Chapter 6

ADVERTISING COUNCIL

The Advertising Council, 25 West 45th Street, New York 36, N. Y. (with offices at 203 North Wabash Avenue, Chicago; 1200 18th Street, N. W., Washington; 425 Bush Street, San Francisco) serves as a public relations operation to promote selected projects supported by the Council on Foreign Relations and its interlocking affiliates.

The Advertising Council was created in 1942 (then called War Advertising Council) as a tax-exempt, non-governmental agency to promote wartime programs of government: rationing, salvage, the selling of war bonds, and so on.

The Advertising Council's specific job was to effect close cooperation between governmental agencies and business firms using the media of mass communication. A governmental agency would bring a particular project (rationing, for example) to the Advertising Council, for help in "selling" the project to the public. The Council would enlist the aid of some advertising agency. The agency (giving its services for nothing, as a contribution to the war effort) would prepare signs, newspaper mats, advertising layouts, broadcasting kits and what not. The Advertising Council might then enlist the free services of a public relations firm to get this material into newspapers and magazines; get it inserted in the regular ads of business firms; get it broadcast, free, as public-service spot announcements by radio networks; get it inserted into regular commercials on radio broadcasts; get slogans and art work stamped on the envelopes and business forms of corporations.
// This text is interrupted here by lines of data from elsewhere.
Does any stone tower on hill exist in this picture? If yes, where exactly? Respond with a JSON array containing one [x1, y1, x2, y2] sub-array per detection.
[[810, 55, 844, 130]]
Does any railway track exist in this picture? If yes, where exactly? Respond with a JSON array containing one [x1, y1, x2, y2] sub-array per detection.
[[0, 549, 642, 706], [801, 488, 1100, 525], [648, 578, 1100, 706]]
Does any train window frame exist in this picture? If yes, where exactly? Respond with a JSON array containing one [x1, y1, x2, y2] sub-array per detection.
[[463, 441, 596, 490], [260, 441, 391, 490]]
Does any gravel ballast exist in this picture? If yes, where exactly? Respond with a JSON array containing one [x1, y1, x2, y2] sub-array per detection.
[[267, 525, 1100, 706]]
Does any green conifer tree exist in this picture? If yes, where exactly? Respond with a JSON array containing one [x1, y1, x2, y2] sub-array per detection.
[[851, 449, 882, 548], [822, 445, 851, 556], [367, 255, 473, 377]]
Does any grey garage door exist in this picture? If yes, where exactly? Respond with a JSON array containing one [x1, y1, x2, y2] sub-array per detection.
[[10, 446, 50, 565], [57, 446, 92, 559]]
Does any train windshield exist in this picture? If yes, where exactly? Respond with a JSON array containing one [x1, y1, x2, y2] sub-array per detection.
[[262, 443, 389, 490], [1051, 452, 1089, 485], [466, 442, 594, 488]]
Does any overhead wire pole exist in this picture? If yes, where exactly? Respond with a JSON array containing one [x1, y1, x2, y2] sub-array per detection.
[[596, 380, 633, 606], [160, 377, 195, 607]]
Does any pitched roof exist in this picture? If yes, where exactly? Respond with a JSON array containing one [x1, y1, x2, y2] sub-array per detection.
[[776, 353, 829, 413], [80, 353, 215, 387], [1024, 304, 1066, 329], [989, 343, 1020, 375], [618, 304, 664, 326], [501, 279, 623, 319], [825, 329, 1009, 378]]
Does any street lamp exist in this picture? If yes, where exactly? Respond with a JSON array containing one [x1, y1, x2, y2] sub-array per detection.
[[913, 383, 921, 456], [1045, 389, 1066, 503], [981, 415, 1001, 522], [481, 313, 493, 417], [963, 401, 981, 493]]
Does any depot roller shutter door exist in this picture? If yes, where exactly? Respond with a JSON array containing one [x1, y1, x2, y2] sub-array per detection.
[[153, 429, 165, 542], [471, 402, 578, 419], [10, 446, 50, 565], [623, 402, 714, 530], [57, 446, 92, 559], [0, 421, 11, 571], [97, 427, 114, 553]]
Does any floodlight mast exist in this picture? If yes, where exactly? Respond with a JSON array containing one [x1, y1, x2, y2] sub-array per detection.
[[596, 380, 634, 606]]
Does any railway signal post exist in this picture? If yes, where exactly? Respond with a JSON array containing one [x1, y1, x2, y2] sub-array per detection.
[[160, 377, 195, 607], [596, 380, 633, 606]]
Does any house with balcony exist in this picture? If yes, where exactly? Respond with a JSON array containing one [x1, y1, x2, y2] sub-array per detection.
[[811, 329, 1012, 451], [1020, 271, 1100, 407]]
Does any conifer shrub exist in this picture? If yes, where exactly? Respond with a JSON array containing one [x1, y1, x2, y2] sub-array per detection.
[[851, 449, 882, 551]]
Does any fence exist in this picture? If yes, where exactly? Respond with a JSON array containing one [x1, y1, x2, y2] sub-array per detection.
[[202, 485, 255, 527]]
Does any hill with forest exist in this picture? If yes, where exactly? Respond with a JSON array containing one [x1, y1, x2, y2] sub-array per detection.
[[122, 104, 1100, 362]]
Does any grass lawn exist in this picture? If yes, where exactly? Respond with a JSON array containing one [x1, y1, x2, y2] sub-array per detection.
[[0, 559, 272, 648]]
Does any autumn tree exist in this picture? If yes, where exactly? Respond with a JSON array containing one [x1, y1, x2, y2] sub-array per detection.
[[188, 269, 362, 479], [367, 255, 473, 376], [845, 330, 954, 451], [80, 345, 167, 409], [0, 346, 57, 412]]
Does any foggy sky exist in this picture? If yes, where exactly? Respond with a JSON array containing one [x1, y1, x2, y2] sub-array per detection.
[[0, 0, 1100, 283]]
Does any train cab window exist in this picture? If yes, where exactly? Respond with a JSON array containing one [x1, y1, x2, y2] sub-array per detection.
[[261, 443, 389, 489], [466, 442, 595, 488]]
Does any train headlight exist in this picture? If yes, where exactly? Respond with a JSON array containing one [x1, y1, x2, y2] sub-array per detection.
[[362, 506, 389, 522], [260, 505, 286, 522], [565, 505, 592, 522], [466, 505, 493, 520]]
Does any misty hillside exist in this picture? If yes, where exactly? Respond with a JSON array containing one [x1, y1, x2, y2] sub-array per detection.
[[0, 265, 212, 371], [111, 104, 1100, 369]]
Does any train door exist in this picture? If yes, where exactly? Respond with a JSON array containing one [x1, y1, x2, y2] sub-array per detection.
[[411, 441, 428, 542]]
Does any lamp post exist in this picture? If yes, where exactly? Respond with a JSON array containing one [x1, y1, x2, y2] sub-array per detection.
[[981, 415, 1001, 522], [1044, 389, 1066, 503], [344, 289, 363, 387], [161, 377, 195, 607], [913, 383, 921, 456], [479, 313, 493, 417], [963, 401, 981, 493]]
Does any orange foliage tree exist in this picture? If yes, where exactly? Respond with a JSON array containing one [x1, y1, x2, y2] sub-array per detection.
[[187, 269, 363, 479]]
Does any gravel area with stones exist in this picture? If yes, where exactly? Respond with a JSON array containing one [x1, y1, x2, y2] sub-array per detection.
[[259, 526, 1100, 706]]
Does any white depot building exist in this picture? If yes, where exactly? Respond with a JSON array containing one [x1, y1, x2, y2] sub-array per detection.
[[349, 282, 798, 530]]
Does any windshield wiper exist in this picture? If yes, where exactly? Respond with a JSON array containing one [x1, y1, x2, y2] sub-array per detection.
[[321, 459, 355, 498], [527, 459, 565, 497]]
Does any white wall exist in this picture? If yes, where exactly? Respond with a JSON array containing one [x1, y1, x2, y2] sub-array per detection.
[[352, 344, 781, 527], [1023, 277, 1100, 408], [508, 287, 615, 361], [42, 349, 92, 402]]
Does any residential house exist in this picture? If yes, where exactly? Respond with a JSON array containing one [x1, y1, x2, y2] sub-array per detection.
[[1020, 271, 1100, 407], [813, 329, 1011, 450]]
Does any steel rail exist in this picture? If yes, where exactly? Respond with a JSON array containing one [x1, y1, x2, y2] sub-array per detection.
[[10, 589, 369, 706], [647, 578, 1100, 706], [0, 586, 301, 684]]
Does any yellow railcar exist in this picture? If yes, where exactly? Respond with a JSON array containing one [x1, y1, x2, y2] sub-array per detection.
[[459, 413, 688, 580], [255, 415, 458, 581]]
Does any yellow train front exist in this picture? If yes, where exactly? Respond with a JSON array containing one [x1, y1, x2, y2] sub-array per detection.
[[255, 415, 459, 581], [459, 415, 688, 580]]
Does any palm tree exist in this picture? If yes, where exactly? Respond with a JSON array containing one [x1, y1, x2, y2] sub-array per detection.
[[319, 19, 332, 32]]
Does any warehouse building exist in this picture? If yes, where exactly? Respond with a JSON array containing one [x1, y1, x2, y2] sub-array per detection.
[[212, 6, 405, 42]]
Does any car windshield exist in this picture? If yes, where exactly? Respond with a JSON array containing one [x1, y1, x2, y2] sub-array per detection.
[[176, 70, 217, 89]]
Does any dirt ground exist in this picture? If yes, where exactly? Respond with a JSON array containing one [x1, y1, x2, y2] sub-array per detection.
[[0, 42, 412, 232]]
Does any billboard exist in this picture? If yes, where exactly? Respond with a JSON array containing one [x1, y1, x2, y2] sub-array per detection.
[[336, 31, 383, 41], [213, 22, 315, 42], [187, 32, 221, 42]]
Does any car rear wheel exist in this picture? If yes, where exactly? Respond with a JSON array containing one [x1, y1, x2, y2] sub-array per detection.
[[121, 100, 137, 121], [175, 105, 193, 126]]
The Advertising Council rendered a valuable service to advertisers, broadcasting organizations, and publishers. Everyone wanted to support projects that would help the war effort. The Advertising Council did the important job of screening–of presenting projects which were legitimate and urgent.

Even the advertising agencies and public relations firms, which contributed free services, profited from the arrangement. They earned experience and prestige as agencies which had prepared nationally successful campaigns.


The Advertising Council continued after the war to perform this same service–selecting, for free promotion, projects that are "importantly in the public interest." Indeed, the service is more valued in peace time than in war by many advertisers and broadcasting officials who are badgered to support countless causes and campaigns, most of which sound good but some of which may be objectionable. Investigating to screen the good from the bad is a major job. The Advertising Council does this job. The Council is respected by industry, by the public, and by government. It is safe to promote a project which the Advertising Council claims to be "importantly in the public interest."

Thus, officials of the Advertising Council have become czars in a most important field. They arbitrarily decide what is, and what is not, in the public interest. When the Advertising Council "accepts" a project, the most proficient experts in the world–leading Madison Avenue people–go to work, without charge, to create (and saturate the media of mass communication with) the skillful propaganda that "sells" the project to the public.